Grizzlies, once found throughout western North America, were reduced to surviving in only 2% of their historic range by the 1960s, according to the U.S. Geological Survey. In 1973, the Department of the Interior formed the Interagency Grizzly Bear Study Team and Committee.
"In the greater Yellowstone ecosystem. Grizzly bear numbers had declined to perhaps fewer than 250," stated the USGS in a preservation video.
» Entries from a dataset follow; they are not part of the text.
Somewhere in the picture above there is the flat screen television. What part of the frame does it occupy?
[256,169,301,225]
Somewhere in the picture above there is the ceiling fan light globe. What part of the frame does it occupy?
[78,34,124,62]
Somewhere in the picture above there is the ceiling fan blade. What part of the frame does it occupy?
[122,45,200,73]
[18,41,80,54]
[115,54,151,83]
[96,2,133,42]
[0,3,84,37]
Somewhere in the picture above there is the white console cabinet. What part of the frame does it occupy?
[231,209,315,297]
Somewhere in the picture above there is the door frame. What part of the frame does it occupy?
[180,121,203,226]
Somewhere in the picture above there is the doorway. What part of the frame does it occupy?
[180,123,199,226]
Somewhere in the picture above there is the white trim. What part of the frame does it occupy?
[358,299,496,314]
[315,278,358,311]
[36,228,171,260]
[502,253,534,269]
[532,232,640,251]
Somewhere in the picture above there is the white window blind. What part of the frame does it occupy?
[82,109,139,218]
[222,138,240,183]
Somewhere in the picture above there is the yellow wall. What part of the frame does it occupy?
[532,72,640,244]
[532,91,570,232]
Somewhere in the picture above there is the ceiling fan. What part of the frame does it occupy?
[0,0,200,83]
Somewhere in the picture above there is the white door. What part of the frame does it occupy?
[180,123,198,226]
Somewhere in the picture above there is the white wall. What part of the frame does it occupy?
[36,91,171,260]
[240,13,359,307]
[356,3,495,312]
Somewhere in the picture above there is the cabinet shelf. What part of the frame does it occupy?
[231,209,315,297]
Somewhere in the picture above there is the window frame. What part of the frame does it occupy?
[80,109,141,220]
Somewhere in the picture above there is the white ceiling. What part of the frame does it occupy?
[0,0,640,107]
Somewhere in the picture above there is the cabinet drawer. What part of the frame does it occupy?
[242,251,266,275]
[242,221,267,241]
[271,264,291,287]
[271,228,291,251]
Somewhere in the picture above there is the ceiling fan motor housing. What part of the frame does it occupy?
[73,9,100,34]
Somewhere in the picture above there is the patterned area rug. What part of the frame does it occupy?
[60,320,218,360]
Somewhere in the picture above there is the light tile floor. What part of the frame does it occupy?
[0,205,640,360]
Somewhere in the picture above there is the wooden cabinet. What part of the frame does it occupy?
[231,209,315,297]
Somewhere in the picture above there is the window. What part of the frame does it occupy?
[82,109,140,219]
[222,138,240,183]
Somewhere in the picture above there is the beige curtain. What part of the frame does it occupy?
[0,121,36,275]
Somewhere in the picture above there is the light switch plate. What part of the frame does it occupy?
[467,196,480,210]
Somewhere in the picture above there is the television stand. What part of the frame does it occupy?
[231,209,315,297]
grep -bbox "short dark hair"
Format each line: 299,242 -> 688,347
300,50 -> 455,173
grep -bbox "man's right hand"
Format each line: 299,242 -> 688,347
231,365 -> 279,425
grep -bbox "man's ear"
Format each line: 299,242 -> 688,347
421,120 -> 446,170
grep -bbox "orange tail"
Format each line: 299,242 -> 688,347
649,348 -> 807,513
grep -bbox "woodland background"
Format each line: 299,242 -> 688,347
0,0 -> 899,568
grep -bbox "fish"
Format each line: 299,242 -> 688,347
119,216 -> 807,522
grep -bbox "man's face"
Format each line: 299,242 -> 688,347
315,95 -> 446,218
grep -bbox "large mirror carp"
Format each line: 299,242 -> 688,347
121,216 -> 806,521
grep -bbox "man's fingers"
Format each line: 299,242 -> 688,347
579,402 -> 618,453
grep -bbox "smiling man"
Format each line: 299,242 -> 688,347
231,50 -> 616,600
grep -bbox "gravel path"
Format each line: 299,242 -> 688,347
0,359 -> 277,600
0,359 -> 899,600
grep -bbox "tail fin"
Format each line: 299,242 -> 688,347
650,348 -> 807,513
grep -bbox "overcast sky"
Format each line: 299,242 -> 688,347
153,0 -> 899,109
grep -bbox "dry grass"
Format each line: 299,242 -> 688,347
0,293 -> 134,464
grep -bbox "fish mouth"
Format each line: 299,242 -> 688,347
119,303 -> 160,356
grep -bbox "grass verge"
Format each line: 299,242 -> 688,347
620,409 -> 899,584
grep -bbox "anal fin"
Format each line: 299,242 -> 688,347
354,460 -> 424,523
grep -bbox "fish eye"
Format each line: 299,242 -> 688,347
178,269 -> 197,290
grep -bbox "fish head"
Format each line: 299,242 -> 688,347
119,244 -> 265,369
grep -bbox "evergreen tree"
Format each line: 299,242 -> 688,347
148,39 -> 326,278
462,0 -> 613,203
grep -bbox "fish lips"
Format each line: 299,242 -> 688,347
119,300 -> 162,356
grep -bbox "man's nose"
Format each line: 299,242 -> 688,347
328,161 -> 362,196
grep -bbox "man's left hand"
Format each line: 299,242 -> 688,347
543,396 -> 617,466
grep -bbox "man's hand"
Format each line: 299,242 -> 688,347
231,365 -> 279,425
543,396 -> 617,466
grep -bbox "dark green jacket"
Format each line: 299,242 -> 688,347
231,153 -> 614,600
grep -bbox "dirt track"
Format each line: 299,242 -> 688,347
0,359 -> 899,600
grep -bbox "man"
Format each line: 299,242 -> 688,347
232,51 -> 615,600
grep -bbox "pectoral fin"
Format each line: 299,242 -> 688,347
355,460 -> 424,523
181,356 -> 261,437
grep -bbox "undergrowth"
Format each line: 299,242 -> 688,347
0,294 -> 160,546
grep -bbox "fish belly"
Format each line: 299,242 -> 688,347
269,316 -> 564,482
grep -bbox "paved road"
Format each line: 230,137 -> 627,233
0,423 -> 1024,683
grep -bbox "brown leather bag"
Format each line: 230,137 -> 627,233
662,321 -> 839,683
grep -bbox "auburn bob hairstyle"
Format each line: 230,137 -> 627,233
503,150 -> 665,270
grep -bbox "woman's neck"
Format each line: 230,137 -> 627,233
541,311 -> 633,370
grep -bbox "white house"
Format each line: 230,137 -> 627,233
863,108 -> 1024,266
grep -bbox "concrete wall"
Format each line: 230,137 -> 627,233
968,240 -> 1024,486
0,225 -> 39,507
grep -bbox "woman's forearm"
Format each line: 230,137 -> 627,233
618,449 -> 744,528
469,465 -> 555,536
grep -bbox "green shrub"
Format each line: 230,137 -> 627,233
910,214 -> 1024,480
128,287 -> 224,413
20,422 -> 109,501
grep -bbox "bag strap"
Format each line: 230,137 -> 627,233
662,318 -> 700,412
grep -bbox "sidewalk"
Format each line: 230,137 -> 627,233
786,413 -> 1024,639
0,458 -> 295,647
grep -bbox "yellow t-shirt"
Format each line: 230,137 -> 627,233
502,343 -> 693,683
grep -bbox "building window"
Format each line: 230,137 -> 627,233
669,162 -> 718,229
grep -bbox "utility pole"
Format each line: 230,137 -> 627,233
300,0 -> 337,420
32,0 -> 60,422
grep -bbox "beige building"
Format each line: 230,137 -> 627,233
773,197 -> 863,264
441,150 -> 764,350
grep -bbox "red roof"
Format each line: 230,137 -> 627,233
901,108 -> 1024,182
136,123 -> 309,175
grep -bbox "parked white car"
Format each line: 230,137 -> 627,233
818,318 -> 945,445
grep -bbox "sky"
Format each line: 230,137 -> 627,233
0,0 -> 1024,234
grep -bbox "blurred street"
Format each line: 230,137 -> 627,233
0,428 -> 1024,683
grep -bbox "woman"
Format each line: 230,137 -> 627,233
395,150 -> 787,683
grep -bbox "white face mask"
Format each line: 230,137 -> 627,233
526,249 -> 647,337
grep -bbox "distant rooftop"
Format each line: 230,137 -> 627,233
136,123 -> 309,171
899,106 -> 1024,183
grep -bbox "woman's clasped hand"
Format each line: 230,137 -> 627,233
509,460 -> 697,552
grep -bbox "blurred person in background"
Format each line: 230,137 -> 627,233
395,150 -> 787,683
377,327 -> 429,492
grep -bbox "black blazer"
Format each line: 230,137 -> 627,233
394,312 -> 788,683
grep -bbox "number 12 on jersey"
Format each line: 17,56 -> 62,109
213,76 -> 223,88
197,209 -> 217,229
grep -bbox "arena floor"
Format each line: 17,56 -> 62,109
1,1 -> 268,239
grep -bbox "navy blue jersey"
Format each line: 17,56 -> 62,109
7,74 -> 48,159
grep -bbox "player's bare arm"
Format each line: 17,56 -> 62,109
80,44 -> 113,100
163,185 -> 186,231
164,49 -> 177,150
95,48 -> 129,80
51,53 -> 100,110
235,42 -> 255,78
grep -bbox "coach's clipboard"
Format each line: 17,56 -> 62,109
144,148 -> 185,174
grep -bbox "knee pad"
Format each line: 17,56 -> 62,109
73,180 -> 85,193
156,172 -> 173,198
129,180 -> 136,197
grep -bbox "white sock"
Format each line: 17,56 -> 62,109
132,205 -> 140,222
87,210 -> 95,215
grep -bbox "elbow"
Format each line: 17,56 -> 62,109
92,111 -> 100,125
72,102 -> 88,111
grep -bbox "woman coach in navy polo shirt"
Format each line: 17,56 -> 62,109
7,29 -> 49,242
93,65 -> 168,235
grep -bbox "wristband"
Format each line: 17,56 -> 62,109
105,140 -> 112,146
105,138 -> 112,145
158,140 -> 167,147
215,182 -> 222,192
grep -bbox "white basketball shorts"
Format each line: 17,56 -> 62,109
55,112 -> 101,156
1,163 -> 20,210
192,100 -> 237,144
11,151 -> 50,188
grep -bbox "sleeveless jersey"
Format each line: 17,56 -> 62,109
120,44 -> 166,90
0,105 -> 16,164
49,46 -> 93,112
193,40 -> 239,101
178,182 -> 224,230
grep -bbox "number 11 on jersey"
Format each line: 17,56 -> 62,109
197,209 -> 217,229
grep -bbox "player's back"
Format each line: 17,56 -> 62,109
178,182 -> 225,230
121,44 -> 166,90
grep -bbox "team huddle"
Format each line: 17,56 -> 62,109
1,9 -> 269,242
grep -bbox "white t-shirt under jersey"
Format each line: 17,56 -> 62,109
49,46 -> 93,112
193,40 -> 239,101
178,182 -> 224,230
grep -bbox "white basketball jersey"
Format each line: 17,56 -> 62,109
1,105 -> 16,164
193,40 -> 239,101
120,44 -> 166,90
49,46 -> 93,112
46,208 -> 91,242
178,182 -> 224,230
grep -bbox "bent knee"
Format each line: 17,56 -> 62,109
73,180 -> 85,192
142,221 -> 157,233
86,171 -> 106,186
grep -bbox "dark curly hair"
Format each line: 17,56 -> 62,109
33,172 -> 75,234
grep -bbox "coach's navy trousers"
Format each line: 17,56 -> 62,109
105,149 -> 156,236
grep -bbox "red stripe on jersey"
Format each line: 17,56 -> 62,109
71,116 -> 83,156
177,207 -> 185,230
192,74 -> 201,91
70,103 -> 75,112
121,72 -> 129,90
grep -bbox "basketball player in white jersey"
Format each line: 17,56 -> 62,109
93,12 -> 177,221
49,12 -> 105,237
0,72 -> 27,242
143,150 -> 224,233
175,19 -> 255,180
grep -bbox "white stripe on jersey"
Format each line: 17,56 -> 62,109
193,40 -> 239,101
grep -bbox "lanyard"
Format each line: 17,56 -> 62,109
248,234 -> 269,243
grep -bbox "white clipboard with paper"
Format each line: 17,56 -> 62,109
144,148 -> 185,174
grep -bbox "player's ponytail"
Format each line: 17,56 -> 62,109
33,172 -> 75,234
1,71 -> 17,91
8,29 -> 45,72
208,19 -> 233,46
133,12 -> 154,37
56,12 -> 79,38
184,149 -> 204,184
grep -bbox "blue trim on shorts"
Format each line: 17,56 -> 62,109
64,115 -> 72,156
After almost 50 years of research, the bears are making a comeback. The USGS said it could be the largest collection of scientific evidence on any bear species in the world
"Today, the study team estimates that the population has rebounded to a minimum of 700," the USGS continued. "And these bears are now delisted from the Endangered Species Act, though much of the credit goes to the grizzly bear and its resilience over decades of management and landscape changes. Rigorous science that informs effective management decisions is also part of the equation."
Baiting and trapping
Biologists will bait foot snares and culvert traps with natural food like road-kill elk and deer, the Forest Service said. Culvert traps are cages or enclosures with one open end that closes when the bait is pulled.
The committee recommends radio-collaring at least 25 adult females annually. They also collar male bears.
"Data collected from radio-marked bears provide information necessary for tracking key population parameters," stated the USGS on its site. "By observing radio-collared bears, we document age of first reproduction, average litter size, cub and yearling survival, how often a female produces a litter, and causes of mortality. These data allow us to estimate survival among different sex and age classes of bears."
Grizzlies can weigh up to 600 pounds and eat over 200 food items, including plants, animals and fungi. A bear can live up to 30 years, but they reproduce slowly, said the USGS.
"Since the mid-1980s, science has shown that Yellowstone grizzly bears have increased in number and expanded their range, ensuring the future viability of grizzly bears in the greater Yellowstone ecosystem will require continued public engagement, along with the reliable scientific information that assists wildlife managers in conserving the Yellowstone grizzly bear," explained the USGS.
Officials placed bright yellow signs in baited areas.
The study team conducts similar capture operations in other national parks.